Supongo que en la Antigua Grecia, donde todo comenzó, los jugadores invocaban a los diversos dioses y diosas, suplicándole al mejor de ellos la victoria. En el extenso Imperio Bizantino, dos colores estuvieron batallando entre sí durante generaciones.

Al deporte, tal y como se presenta en los Juegos Olímpicos, hoy en día se le rinde culto en todo el mundo, menos dañino que la mayoría de las cosas, sin toda la farsa de otras, uniendo más que dividiendo. En general, una buena cosa.

El factor de unión es, quizás, la característica más destacada de este evento.

Cientos de millones, puede que hasta mil millones de seres humanos lo vieron en todo el globo, cada uno representado por sus héroes nacionales.

Eso es más que simple curiosidad. Ojalá sea la imagen del futuro.

Ver la entrada de las delegaciones fue una experiencia edificante. Casi todas las naciones del mundo estaban representadas, una detrás de otra en una rápida sucesión, enarbolando sus coloridas banderas. En los días posteriores competían entre ellos, se conocían, mostrándose respeto, con espíritu de compañerismo. Los hombres y mujeres deportistas de una nación admiran los logros de los de otras naciones, las razas se entremezclan, los prejuicios se evaporan.

Resulta interesante comparar este encuentro internacional con otro lugar donde todas las naciones se reúnen: la Organización de las Naciones Unidas. En un partido entre ambos, los Juegos Olímpicos se impondrían.

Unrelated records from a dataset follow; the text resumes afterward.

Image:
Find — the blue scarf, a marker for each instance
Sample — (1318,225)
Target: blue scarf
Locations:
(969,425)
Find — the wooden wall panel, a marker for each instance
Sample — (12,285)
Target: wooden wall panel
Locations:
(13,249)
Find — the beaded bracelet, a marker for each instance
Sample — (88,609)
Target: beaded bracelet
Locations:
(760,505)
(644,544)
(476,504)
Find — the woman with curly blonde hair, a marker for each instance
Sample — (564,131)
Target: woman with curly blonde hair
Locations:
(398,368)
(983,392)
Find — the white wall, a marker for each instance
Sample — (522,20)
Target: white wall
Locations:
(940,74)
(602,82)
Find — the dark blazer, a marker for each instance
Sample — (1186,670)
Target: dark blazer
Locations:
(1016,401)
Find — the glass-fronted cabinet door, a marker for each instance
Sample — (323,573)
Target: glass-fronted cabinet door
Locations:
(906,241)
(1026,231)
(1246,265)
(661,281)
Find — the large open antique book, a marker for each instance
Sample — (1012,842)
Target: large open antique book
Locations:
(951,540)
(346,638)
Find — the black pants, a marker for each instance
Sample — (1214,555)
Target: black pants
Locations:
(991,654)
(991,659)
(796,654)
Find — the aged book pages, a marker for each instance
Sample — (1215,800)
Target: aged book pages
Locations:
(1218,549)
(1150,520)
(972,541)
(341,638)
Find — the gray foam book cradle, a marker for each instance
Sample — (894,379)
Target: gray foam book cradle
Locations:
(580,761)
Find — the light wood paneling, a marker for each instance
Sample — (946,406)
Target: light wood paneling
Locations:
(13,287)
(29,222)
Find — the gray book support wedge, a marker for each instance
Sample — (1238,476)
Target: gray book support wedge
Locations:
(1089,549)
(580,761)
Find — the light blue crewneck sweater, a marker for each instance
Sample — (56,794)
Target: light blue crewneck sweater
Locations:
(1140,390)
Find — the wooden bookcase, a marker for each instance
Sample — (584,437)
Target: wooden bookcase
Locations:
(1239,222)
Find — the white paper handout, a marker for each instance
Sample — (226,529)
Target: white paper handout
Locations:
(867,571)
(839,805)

¿Puede alguien imaginarse un encuentro olímpico en el que algunas naciones tuvieran el veto y lo utilizaran en contra de otra nación? ¿Puede uno comparar la inherente inactividad de la ONU con la hiperactividad de los Juegos?

Para mí, éste es el atractivo principal del evento. Creo, con gran convicción, en una forma de gobierno mundial. Opino que es una necesidad absoluta para la supervivencia de la raza humana y del planeta. El cambio climático, la proliferación de armas nucleares, la economía mundial, las comunicaciones globales… todo ello hace que la cooperación mundial sea necesaria y posible.

Estoy casi seguro de que a finales del siglo XXI tendrá lugar algún tipo de gobierno global, basado en una democracia global. Los Juegos Olímpicos son un buen ejemplo de esa realidad. Todas las naciones están representadas, todas con iguales derechos, y lo más importante, todas guiadas por las mismas leyes. En teoría, cualquier competidor tiene las mismas opciones de ganar una medalla de oro que cualquier otro; el hecho de pertenecer a esta o a aquella gran o pequeña nación no importa.

¿No sería estupendo si el mundo entero se organizara siguiendo los mismos argumentos?

Para un israelí, el desfile fue una experiencia para reflexionar.

Tenemos la tendencia a pensar que somos el centro del universo, un poderío bien alejado de nuestro modesto tamaño. A pesar de todo, ahí desfilaba nuestra delegación, una de muchas, una de las pequeñas, sin el glamour que otras poseen, sin un solo campeón al que pudiera reconocer la humanidad.

Una buena razón para ser modestos… una virtud de la que no podemos presumir habitualmente.